Por mis cojones

Cruzando los límites

 

El mono miraba a través de la ventana desde un árbol que alcanzaba el tercer y último piso de la casa en medio de la selva. No comprendía demasiado lo que pasaba. Había un hombre muy viejo en la cama y una mujer lo acompañaba. El mobiliario era pesado, de maderas gruesas, como los árboles en los que le gustaba dormir y dejar pasar el tiempo mientras la fruta crecía u otro mono más pequeño se acercaba distraído. Un buen plato de carne fresca, tiernos ojos, dedos para chupar, un corazoncito pronto a diluirse en sus entrañas. Junto al mono había otro ser. No era un animal. Extrañamente su presencia no le molestaba. Tampoco al otro le importaba. Miraba hacia la misma ventana y mostraba cierta preocupación por el tiempo que pasaba.
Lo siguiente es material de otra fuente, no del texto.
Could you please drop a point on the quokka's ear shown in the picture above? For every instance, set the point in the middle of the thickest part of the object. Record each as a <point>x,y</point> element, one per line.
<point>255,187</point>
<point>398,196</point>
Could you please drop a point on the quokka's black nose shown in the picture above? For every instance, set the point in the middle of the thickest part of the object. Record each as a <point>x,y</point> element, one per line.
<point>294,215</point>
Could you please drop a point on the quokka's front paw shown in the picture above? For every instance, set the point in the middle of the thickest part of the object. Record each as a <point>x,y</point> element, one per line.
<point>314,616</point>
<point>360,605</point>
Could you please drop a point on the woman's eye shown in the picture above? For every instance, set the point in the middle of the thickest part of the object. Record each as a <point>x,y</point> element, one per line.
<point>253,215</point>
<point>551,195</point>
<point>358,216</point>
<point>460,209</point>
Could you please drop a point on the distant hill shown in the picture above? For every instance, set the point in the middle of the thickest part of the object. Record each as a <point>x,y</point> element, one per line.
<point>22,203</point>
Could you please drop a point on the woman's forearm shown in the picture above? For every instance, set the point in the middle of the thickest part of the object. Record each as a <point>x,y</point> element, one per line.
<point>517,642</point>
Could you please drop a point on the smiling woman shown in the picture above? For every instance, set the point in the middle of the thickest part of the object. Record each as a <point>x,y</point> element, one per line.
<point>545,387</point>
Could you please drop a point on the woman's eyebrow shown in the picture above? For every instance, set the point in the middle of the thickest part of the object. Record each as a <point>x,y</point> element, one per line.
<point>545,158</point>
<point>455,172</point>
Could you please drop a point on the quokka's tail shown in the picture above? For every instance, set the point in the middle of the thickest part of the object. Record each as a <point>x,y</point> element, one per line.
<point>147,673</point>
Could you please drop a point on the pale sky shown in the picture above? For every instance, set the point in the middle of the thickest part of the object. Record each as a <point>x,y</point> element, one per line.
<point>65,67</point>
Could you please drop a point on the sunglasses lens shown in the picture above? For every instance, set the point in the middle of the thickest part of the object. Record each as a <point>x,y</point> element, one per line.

Toda la selva vibraba esa noche. Hasta en los cafetales temblaba el aire, como si todos los insectos se hubieran puesto de acuerdo para elevar al cielo su ansiedad. El mono sabía que algo pasaba. Seguían apareciendo presencias entre las sombras. La oscuridad adoptaba formas extrañas. El viejo en la cama ya no podía moverse. Sobre la mesilla había un cuenco con cacahuetes. El mono tenía un tic nervioso que hacía que proyectase el brazo derecho hacia delante. Ese hombre había construido la casa, plantado los cafetales, criado a media docena de varones y otra media docena de mujeres que llevaban años alejados del lugar. El mono se estaba inquietando porque su mundo se componía de árboles, frutos, insectos y otros monos y animales, pero ahora estaba obsesionado con aquellos cacahuetes y no quería saber nada de la vida de aquel hombre.

De pronto, todos se lanzaron hacia delante. Arrastrándole, le hicieron perder pie, sin que pudiera agarrarse más que a una rama que se rompió al instante, lanzándolo contra el piso de cemento junto a la pared de la casa. No tuvo tiempo de darse cuenta de que se veía envuelto en la precipitada escapada de un grupo de diablos que se llevaba el alma del viejo camino del infierno, ni de que otro grupo de almas procedentes del cielo venía a defenderlo. La selva se convirtió en un abismo de parientes y demonios, y el mono que solo quería los cacahuetes caía ahora dando tumbos entre manotazos. Ya no tenía hambre, solo quería volver a su árbol preferido, cerca de la ceiba gigantesca, con los mangos a la vista, y mirar el cielo cargado de nubes sobre los cafetales.

Se despertó acuciado por los gritos de los monos aulladores, que rugían como leones desde el dosel de la selva y en el borde del tejado. Rugían de hambre y por la oportunidad de comer carne en vez de las semillas de los árboles. En cuanto intentó moverse y descubrió que tenía rota una pata supo que se había convertido en comida para aquellos cabrones. Amanecía: el contorno del ramaje empezaba a dibujarse contra el cielo. Aún podía ver la luz procedente de la ventana donde el viejo yacente había dejado de moverse. Súbitamente comprendió el significado de la muerte, el antes y el después, y supo que había quemado una etapa, y que volvería a empezar en esa casa, cuando una de las hijas volviera para hacerse cargo de la finca; y supo que sería su retoño, y que jugaría entre los cafetales, y que se convertiría en un experto en su madurez, pero antes tenía que olvidarlo todo, y los aulladores ya estaban mordisqueando su dolorido cuerpo. ¿Valía la pena defenderse? Claro que sí. Era un mono, y antes de convertirse en el amo de la finca más de uno se llevaría una dentellada. Moriría rabiando y a la vez disfrutando con el sabor de la sangre.

Volveremos a vernos, cabrones, y entonces no quedará ni uno, por mis cojones.